The open-loop control of MEMS: modeling and experimental results

Abstract

As adaptive optics (AO) technology progresses, both wide-field and high-order wavefront correction systems become reachable. Deformable mirrors (DMs) in these advanced architectures must exhibit exemplary performance to give low wavefront error. Such DMs must be economically attainable, meet stroke as well as flatness requirements, and show stable and repeatable actuation. Micro-electrical mechanical systems (MEMS) deformable mirrors, undergoing testing and characterization in the Laboratory for Adaptive Optics (LAO) at the University of California at Santa Cruz, show promise on these fronts.

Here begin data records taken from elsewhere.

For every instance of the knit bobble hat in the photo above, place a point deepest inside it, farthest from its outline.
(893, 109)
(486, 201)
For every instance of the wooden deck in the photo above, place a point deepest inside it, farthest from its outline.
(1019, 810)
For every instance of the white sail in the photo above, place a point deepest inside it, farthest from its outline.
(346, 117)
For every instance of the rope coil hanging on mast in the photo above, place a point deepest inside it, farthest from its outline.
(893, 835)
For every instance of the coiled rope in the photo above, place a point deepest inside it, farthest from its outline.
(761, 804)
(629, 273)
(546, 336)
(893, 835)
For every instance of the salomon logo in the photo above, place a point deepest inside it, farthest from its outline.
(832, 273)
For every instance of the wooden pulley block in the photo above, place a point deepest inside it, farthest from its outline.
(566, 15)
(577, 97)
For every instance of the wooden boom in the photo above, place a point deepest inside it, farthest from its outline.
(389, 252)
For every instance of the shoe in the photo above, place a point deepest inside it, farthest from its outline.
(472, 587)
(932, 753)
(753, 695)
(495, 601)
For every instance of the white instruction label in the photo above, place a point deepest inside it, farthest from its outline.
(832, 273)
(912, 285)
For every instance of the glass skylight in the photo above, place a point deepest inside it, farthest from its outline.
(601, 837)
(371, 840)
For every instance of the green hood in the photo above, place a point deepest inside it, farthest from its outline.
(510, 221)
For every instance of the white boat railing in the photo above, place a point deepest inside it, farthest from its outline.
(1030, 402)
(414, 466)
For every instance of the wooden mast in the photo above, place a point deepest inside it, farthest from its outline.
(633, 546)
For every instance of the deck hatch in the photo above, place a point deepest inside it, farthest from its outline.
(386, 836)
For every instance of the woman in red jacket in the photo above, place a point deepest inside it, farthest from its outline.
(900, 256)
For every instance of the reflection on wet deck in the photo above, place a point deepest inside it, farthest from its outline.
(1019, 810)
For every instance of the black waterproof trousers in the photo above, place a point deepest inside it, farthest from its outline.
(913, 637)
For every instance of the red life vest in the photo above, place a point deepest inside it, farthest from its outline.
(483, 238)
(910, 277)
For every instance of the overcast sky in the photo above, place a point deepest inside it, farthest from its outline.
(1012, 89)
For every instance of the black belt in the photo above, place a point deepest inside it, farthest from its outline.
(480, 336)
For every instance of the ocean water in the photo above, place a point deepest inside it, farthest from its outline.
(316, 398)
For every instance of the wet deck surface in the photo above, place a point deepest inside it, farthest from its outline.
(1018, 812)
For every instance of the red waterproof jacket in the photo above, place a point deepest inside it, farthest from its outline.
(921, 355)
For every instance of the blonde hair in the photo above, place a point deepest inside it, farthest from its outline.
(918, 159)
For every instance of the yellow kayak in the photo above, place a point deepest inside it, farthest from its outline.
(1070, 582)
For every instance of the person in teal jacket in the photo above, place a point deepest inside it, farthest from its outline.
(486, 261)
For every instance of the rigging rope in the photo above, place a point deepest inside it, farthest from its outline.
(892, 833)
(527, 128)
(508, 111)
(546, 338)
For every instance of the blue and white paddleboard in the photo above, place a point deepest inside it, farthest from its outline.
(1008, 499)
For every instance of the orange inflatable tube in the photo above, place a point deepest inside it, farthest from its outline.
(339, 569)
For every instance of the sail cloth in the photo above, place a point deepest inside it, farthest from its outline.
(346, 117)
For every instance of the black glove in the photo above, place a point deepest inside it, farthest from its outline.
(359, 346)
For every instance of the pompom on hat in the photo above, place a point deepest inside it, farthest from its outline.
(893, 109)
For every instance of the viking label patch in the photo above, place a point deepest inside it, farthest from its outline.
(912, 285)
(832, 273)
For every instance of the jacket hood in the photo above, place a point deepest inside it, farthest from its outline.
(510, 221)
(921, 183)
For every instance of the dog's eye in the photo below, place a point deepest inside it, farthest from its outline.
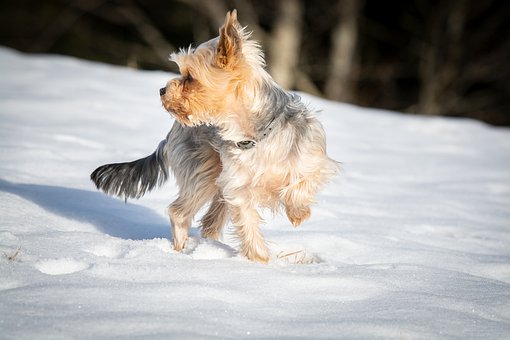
(187, 79)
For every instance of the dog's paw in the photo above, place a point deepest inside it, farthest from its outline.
(180, 244)
(298, 215)
(257, 254)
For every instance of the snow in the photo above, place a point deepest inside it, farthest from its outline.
(412, 240)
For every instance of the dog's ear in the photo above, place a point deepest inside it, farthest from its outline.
(229, 44)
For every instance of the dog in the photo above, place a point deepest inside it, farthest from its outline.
(239, 142)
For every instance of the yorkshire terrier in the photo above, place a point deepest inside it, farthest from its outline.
(239, 142)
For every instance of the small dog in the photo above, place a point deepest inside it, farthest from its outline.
(239, 142)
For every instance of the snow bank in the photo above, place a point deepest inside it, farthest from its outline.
(411, 241)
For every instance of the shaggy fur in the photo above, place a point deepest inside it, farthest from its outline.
(239, 142)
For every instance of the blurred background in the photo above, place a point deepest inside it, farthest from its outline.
(426, 57)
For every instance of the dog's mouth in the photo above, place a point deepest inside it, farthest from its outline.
(181, 117)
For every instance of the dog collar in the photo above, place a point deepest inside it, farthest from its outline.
(246, 144)
(249, 144)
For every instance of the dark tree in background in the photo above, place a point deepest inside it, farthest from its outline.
(419, 56)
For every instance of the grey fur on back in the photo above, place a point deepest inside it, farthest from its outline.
(133, 179)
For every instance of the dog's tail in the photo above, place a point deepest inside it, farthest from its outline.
(134, 179)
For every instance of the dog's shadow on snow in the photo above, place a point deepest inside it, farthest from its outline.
(111, 216)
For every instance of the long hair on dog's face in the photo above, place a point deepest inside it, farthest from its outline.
(219, 79)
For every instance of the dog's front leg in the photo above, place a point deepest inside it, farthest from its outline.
(247, 221)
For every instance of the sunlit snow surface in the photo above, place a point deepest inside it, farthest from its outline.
(411, 241)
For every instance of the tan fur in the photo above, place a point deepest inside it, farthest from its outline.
(222, 98)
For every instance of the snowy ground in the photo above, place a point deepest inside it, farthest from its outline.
(411, 241)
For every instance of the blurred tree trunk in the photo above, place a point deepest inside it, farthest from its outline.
(285, 42)
(339, 84)
(440, 59)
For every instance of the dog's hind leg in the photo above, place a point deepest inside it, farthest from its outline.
(215, 218)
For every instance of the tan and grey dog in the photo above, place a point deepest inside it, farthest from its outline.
(239, 142)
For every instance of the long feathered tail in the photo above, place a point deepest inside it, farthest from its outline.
(133, 179)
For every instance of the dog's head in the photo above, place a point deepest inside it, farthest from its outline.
(218, 78)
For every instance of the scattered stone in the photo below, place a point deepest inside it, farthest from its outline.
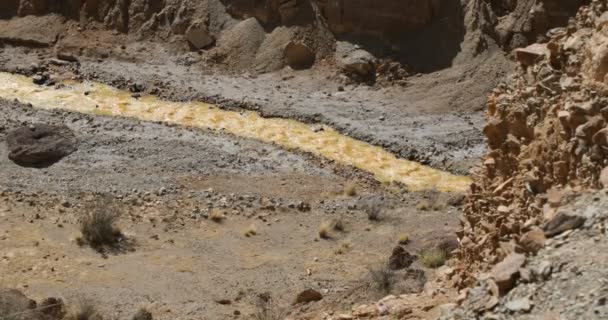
(604, 177)
(531, 54)
(544, 269)
(562, 222)
(40, 145)
(142, 314)
(506, 272)
(199, 37)
(400, 259)
(299, 56)
(223, 301)
(519, 305)
(308, 295)
(355, 61)
(533, 240)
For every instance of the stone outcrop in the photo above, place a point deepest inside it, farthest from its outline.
(40, 145)
(547, 135)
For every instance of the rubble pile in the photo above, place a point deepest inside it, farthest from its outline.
(547, 132)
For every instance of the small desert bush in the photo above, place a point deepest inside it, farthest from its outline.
(343, 248)
(404, 238)
(433, 258)
(98, 226)
(217, 215)
(324, 230)
(350, 189)
(373, 208)
(267, 308)
(423, 205)
(84, 310)
(338, 224)
(383, 278)
(251, 231)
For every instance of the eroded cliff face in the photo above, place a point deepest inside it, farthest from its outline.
(428, 33)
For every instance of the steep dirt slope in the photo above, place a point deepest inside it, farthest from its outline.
(546, 132)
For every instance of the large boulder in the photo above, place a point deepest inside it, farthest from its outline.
(355, 61)
(308, 295)
(40, 145)
(198, 36)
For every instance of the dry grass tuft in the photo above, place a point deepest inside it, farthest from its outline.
(217, 215)
(324, 230)
(343, 248)
(423, 205)
(267, 308)
(338, 225)
(251, 231)
(433, 258)
(383, 278)
(84, 310)
(98, 226)
(350, 189)
(404, 238)
(373, 208)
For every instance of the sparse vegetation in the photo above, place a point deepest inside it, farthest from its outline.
(324, 230)
(350, 189)
(98, 226)
(373, 208)
(343, 248)
(433, 258)
(404, 238)
(217, 215)
(383, 278)
(338, 225)
(251, 231)
(267, 308)
(84, 310)
(423, 205)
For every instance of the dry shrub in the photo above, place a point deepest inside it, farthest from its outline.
(98, 226)
(350, 189)
(84, 310)
(324, 230)
(373, 208)
(267, 308)
(404, 238)
(217, 215)
(343, 248)
(338, 225)
(383, 278)
(251, 231)
(423, 205)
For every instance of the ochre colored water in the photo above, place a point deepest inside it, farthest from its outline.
(104, 100)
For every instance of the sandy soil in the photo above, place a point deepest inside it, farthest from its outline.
(433, 118)
(165, 180)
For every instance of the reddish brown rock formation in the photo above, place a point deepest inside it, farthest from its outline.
(546, 131)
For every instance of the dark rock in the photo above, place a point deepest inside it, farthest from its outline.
(533, 240)
(15, 302)
(142, 314)
(223, 301)
(562, 222)
(309, 295)
(40, 79)
(506, 272)
(53, 308)
(199, 37)
(400, 259)
(299, 56)
(40, 145)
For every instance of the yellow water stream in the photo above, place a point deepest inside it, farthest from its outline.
(104, 100)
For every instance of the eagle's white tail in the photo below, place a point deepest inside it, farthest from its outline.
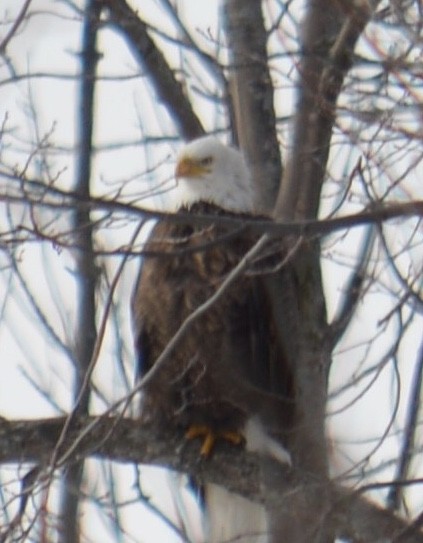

In addition to requiring advanced deformable mirror technology, these progressive AO architectures require advanced DM control algorithms. We therefore present a formulation for accurate open-loop control of MEMS deformable mirrors. The electrostatic actuators in a discrete-actuator MEMS device are attached via posts to a thin reflective top plate. The plate itself can be well-modeled by the thin plate equation. The actuators, although nonlinear in their response to applied voltage and deformation, are independent of each other except through forces transmitted by the top plate and can be empirically modeled via a calibration procedure we will describe. In this paper we present the modeling and laboratory results. So far in the lab we have achieved open loop control to ∼15 nm accuracy in response to arbitrary commands of ∼500 nm amplitude. Open-loop control enables a wealth of new applications for astronomical adaptive optics instruments, particularly in multi-object integral field spectroscopy, which we will describe.